Allcroft’s interest in the characters from this book series stemmed from her involvement in a 1979 documentary film about a railway in Sussex, which is featured in the books themselves. She had previously said, “It really didn’t take me long to become intrigued by the characters, the relationships between them and the nostalgia they invoked.” Allcroft later founded the Britt Allcroft Company alongside her husband and fellow producer Angus Wright. The two divorced in 1997.

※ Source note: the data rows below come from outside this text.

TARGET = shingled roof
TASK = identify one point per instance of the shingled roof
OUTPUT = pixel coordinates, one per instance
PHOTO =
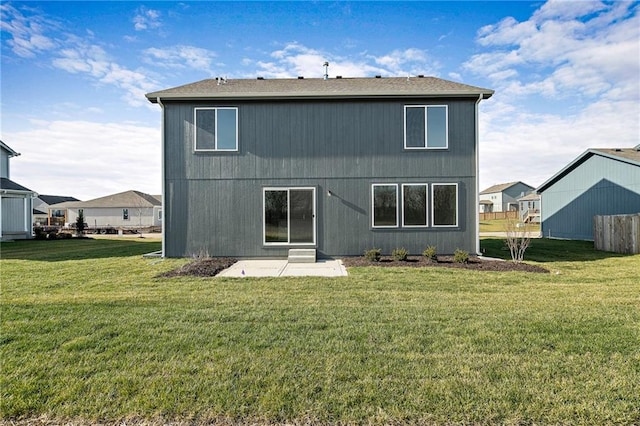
(56, 199)
(499, 187)
(123, 199)
(337, 88)
(624, 155)
(9, 185)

She devoted four years to raise money for the production costs of the first 26 episodes of what would become “Thomas & Friends” in 1984. The series had a positive critical reception and maintained popularity among young audiences globally. It was featured in the U.S. through the children’s show “Shining Time Station.”
Allcroft went on to write and direct the 2000 feature “Thomas and the Magic Railroad” and voiced the character of Lady. In 2023, she appeared in the documentary “An Unlikely Fandom,” which was directed by Carty and chronicles the wide-spread internet fandom surrounding the “Thomas” franchise.
“Thomas & Friends” went on to run for 27 years and today has culminated in additional adaptations, spinoffs, films and merchandise opportunities such as “Diesel: Impossible,” “The Looney Diesels,” and “Thomas & Friends ERTL Adventures: The Biggest Christmas Adventure.”
Allcroft is survived by her daughter, son and grandchildren.